When I said good-by to her she said, “It was nice of you to come to visit me. Thank you very much.”
I talked a long time with Lois that evening, giving her an edited version of my adventures. I went to bed. As I dropped off I could still hear her in the shower.
She came into my sleep and into my bed, awakening me with her mouth on mine, and strangely there was no shock or surprise in it. My subconscious had been aware that this would happen. A lady is a very special happening, so scented and delicate and breathless and totally immaculate. She wore a filmy something that tied at the throat and parted readily, presenting the warm length of her, the incredibly smooth texture of her, to my awakening embrace.
Her breath was shuddering, and she gave a hundred quick small kisses. Her caresses were quick and light, and her body turned and glowed and glided and changed in her luxurious presentation of self, her mouth saying darling and her hair sweet in darkness, a creature in endless movement, using all of herself the way a friendly cat will bump and twine and nudge and purr. I wanted to take her on her basis, readying her as graciously as she had made herself ready, with an unhurried homage to all her parts and purposes, an intimate minuet involving offer and response, demand and delay, until the time when it would all be affirmed and taken and done with what, for want of a better name, must be called a flavor of importance.

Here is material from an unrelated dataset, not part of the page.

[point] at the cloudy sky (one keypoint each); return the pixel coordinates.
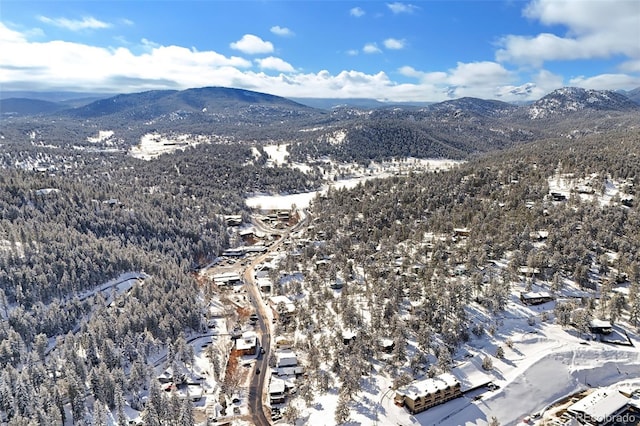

But suddenly it was not going well. She would fall away from sweet frenzy and then lift herself back up, but to a lesser peak. We were not yet joined. She was trying to hold onto all the wanting, but it kept receding, the waves of it growing smaller, her body becoming less responsive to each touch.
Finally she sobbed aloud and flung herself away, clenching her body into the foetal curl, posture of hiding, her back to me. I touched her. Her muscles were rigid.
“Don’t touch me!”
“Please, honey, you just…”
“Rotten, rotten, rotten!” she said in a small leathery howling voice, dragging the vowel sounds out.